Review: CONCUSSION Strikes A Blow In Spite Of Itself
Sometimes an obviously flawed movie with redeeming qualities is more interesting than a glazed-to-perfection cinematic bauble. This came to my seasoned critical attention several years ago, around the time of Alfonso Cuaron's Gravity, while watching a very different film, Ron Howard's 1970s racing biopic, Rush. Despite the former being the better movie in every way, that fact remained that once the sensation of experiencing its brilliantly crafted 3D IMAX sensations had passed, it was easy to move on. Meanwhile, I found myself grappling with Rush for the better part of a week. Not just grappling with it, but enjoying the grapple.

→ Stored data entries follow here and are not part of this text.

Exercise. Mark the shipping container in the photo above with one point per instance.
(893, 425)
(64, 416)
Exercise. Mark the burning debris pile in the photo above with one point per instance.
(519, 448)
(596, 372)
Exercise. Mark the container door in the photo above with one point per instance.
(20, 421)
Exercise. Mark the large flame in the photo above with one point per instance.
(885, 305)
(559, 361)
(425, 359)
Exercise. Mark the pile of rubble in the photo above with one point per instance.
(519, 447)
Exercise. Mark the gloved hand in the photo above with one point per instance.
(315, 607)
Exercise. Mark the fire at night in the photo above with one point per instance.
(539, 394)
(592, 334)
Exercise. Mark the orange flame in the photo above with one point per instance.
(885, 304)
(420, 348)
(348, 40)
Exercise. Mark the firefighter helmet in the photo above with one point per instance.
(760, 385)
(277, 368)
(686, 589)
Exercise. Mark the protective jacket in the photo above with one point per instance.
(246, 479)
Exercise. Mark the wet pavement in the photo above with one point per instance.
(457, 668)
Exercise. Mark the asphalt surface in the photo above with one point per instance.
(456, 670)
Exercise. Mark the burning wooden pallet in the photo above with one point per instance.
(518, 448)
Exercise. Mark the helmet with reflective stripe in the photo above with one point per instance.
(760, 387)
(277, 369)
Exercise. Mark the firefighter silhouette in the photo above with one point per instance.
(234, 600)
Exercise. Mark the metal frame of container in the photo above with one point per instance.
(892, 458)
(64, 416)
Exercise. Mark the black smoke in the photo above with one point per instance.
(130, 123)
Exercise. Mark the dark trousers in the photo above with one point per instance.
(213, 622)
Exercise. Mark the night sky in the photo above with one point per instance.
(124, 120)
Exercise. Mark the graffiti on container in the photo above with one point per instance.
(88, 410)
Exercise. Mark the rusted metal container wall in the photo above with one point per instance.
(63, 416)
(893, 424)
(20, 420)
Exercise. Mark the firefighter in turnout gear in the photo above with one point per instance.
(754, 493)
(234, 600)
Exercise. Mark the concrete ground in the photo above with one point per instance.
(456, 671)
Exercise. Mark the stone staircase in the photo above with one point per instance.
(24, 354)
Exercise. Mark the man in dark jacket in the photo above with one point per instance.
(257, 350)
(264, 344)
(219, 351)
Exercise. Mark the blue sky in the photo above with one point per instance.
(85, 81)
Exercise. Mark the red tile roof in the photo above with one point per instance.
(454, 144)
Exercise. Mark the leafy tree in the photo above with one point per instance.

Therefore, I concluded, that imperfect film is, in some odd, bizarre-to-acknowledge ways, more valuable to me than Gravity. Since this strange realization, I've let myself be increasingly open to the rewards of flawed films. Nevertheless, Rush did not make my top ten of that year, while Gravity did. Yet to this day, Rush is the one I find myself wanting to return to, cringe-inducing moments and all.
Despite Concussion's numerous imperfections and occasional irritations, I really liked the movie anyway. Yes, it's a big blatant star vehicle where the lead (Will Smith) can do no wrong. Yes, it's "based on a true story," that forever easy beacon of perceived dignity. And yes, it's full of old fashioned notions of faith and American exceptionalism. But somehow, it doesn't get improperly mired in those things, and very much maintains the courage of its convictions.
And what convictions they are. Concussion is a ballsy film, challenging the NFL in the way that The Insider initially challenged the cigarette industry, by telling the real-life challenger's story. As expert characters in the film (played by Albert Brooks and Alec Baldwin, among others) attest, millions of Americans love football, and don't want to hear the accusations that are leveled. Because of the fierce devotion of the fans, the NFL is a financial behemoth that can and will crush any naysaying opposition, regardless of who has science on their side. In other words, Concussion is set up to be an unflinching version of a recent U.S. David and Goliath type of battle, pitting a little guy against a massive, bullying, smug, immovable corporate institution. More power to it.
In the early 2000s, a humble, extremely well-educated coroner from Nigeria, Dr. Bennet Omalu, discovered that the repeated blows to the head suffered by professional football players were causing debilitating concussions far more often than the National Football League would admit. After a rash of strange deaths of former NFL players brought on by mental breakdowns in Omalu's adopted hometown of Pittsburgh and elsewhere, he puts his pathology skills to work, scientifically making the case that American football is turning players' brains into jelly.
When the system won't pay for the necessary battery of medical tests that Omalu requests in order to solidify his findings, he is told that he'd have to pay for it all himself, a cost of many thousands of dollars. As a Christian man simply seeking to live the idealized "American life" that he'd heard so much about in Nigeria, the Omalu of Concussion doesn't hesitate to pony up the funds.
Still, his spirit is unbroken. It helps that he falls in love with and marries (although not necessarily in that order) a woman played by Belle star Gugu Mbatha-Raw. Their courtship is a functionally cute subplot, evolving from her moving into his home as a stranger, becoming his no-nonsense encourager, looking to him as a mentor in a strange land, and apparently remaining chaste all the while.
The test results don't lie; as the many scenes of actors looking into microscopes, coming up concerned, then looking down again attest, playing football can eventually be fatal. Omalu, as played by Smith (respectably attempting a Nigerian accent) is naive enough initially to believe that the NFL will be grateful for this information. When he spends the rest of the film as the target of their powerful retaliation, it's a prolonged wake up call that the U.S.A. might not be what he thought.
It's yet another unconventionally 'safe' element that lends Concussion the air of some sort of contemporary faith-based movie. That is, until Albert Brooks sees fit to drop an f-bomb or two.
Bearing all the expected gloss and house-look of Scott Free Productions, which had a big hand in making the film, Concussion is not an inexpensive project by any stretch. As often as its screenplay steers the film into Hollywood cliché territory, some moments of which I found dopily endearing, while others were as maddening as ever, director Peter Landesman (whose only previously helmed work is 2013's poorly received Parkland) keeps things moving, never dropping the ball in terms of pacing. As the cast commits to the film 110%, it can't help feeling like they're committing to a cause.
Most importantly, Concussion moves along well and in an engaging manner, despite having the burden of constantly having to explain everything from complex medical conditions, Smith's character motivations, and the tyranny of the NFL. In spite of several offenses, not the least of which is a gawd-awful inspiring speech Omalu gets to give at the end, Concussion is one of those interestingly imperfect films that's worth having around.